In corso d’opera abbiamo visto che l’organismo umano è in grado di adattarsi al tipo di fonte energetica che gli si fornisce per sopravvivere: se si osserva una dieta prevalentemente glucidica, allora le cellule prediligeranno metabolizzare glucosio per trarne l’energia che occorre loro; al contrario, una dieta a basso tenore di carboidrati condurrà l’organismo ad adattarsi all’utilizzo dei grassi per soddisfare le sue esigenze energetiche. Ebbene, esiste un modo per conoscere verso quale fonte energetica l’organismo è più orientato. Il metodo è basato sul concetto di quoziente respiratorio. Più in dettaglio, indipendentemente dal nutriente di cui l’organismo principalmente si serve, per produrre energia deve aver luogo una reazione di ossidazione. Tale processo implica l’utilizzo di alcune molecole di ossigeno e la sintesi di molecole di anidride carbonica. Si definisce quoziente respiratorio il rapporto tra il numero di molecole di ossigeno reagente e quelle di anidride carbonica ottenute dall’ossidazione. Ebbene, tale rapporto differisce a seconda che ad essere ossidato sia il glucosio o un lipide. Il quoziente respiratorio è pari a 1 nel caso di prevalente utilizzo glucidico, mentre oscilla intorno al valore di 0,7 (variabile a seconda del lipide utilizzato) in caso di prevalente utilizzo lipidico. Quanto più il quoziente respiratorio si avvicina ad 1, e si allontana da 0,7, tanto maggiore è la quota glucidica rispetto a quella lipidica che l’organismo adopera per il metabolismo.

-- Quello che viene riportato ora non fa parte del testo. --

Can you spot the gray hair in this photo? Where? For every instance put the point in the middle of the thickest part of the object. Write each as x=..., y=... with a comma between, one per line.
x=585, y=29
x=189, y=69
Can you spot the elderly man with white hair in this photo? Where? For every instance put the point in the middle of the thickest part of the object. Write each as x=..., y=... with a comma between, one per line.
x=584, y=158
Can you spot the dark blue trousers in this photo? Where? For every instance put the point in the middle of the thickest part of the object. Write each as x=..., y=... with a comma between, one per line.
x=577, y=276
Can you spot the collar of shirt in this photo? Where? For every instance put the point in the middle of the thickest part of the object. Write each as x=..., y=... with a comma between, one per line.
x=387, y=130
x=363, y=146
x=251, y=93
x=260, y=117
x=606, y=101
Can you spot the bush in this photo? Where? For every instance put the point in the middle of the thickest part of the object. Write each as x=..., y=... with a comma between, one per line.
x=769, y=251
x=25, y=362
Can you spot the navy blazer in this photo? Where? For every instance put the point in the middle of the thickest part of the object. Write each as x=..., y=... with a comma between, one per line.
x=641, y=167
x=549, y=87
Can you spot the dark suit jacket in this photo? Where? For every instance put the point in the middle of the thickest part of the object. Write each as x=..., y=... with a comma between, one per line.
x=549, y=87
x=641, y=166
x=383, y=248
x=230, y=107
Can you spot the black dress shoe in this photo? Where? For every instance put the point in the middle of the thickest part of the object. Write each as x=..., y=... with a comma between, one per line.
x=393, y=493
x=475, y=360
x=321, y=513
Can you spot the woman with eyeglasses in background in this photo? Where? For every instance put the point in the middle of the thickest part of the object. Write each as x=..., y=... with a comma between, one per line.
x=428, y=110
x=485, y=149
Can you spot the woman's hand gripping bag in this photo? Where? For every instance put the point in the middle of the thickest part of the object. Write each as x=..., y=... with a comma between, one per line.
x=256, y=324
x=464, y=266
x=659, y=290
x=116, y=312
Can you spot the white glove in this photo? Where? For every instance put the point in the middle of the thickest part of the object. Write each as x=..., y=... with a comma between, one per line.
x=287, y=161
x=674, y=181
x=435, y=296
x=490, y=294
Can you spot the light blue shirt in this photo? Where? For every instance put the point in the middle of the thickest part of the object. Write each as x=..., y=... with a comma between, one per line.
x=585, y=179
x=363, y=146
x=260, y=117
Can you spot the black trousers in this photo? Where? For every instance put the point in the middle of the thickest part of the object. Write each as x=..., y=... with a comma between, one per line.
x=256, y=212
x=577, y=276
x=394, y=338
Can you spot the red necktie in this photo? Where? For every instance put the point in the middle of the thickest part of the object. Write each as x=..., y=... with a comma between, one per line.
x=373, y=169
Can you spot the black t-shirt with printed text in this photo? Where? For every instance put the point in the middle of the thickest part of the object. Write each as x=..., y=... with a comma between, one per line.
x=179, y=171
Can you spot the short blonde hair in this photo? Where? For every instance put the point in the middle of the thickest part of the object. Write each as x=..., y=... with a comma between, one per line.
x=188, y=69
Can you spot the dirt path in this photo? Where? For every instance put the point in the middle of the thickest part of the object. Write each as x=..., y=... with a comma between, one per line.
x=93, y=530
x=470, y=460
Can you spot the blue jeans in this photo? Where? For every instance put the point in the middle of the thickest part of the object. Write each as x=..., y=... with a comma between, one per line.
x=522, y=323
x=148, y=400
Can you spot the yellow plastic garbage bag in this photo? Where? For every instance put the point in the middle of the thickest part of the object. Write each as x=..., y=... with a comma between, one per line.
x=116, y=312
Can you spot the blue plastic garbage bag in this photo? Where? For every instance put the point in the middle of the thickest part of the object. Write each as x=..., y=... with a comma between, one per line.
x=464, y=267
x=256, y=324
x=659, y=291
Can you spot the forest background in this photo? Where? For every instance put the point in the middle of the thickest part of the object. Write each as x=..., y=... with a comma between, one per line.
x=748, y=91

Solo occasionalmente, in caso di diete eccessivamente ricche di carboidrati, il quoziente respiratorio può assumere valori superiori a 1. E’ possibile misurare il quoziente respiratorio tramite uno speciale strumento detto metabolimetro o analizzatore di gas respiratori, il quale, dotato di un boccaglio, rileva i gas che vengono inspirati e quelli che sono espirati durante la normale respirazione polmonare e, dunque, comprendere le tendenze metaboliche del proprio corpo.